I was experimenting with microbenchmarking operations and run into somewhat strange behavior - it looks like I had some mistake, but I can't see where, so maybe someone more experienced will be able to help.
The issue is with copying u32
s into slices. These can be done in two general ways, depending on the endianness, so I've tried to check if there is any difference in this:
#![feature(test)]
extern crate test;
use test::{black_box, Bencher};
fn loop_copy_with(mut src: u32, dst: &mut [u8], f: fn(u32) -> [u8; 4]) {
// Without this loop, it seems that I've measured only noise.
for _i in 0..1_000_000 {
dst.copy_from_slice(&f(src));
// This is added so that compiler won't optimize the loop into single iteration.
src = black_box(src);
}
}
fn to_slice(src: u32, dst: &mut [u8]) {
loop_copy_with(src, dst, u32::to_ne_bytes);
}
fn to_slice_be(mut src: u32, dst: &mut [u8]) {
loop_copy_with(src, dst, u32::to_be_bytes);
}
fn to_slice_le(mut src: u32, dst: &mut [u8]) {
loop_copy_with(src, dst, u32::to_le_bytes);
}
fn bench_with(b: &mut Bencher, f: fn(u32, &mut [u8])) {
let src = black_box(0xfeedcafe);
let mut slice = [0u8; 4];
let dst = black_box(&mut slice);
b.iter(|| {
f(src, dst)
});
}
#[bench]
pub fn copy_to_slice(b: &mut Bencher) {
bench_with(b, to_slice);
}
#[bench]
pub fn copy_to_slice_be(b: &mut Bencher) {
bench_with(b, to_slice_be);
}
#[bench]
pub fn copy_to_slice_le(b: &mut Bencher) {
bench_with(b, to_slice_le);
}
And here's the sample result:
test copy::copy_to_slice ... bench: 1,958,617 ns/iter (+/- 26,243)
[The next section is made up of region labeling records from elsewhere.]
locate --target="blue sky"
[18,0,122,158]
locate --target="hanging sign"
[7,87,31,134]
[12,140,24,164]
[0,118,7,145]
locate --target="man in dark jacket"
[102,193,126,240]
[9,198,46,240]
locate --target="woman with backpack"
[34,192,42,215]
test copy::copy_to_slice_be ... bench: 1,238,975 ns/iter (+/- 37,325)
test copy::copy_to_slice_le ... bench: 1,961,901 ns/iter (+/- 556,931)
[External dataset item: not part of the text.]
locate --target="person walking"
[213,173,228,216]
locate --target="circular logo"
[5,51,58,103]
The target architecture is little-endian, so the fact that it was the same as native-endian isn't surprising at all. But why the big-endian variant, with the additional byte-swapping, is faster? Is this a glitch in benchmarking (and if so, can it be fixed), or does this look like a real difference?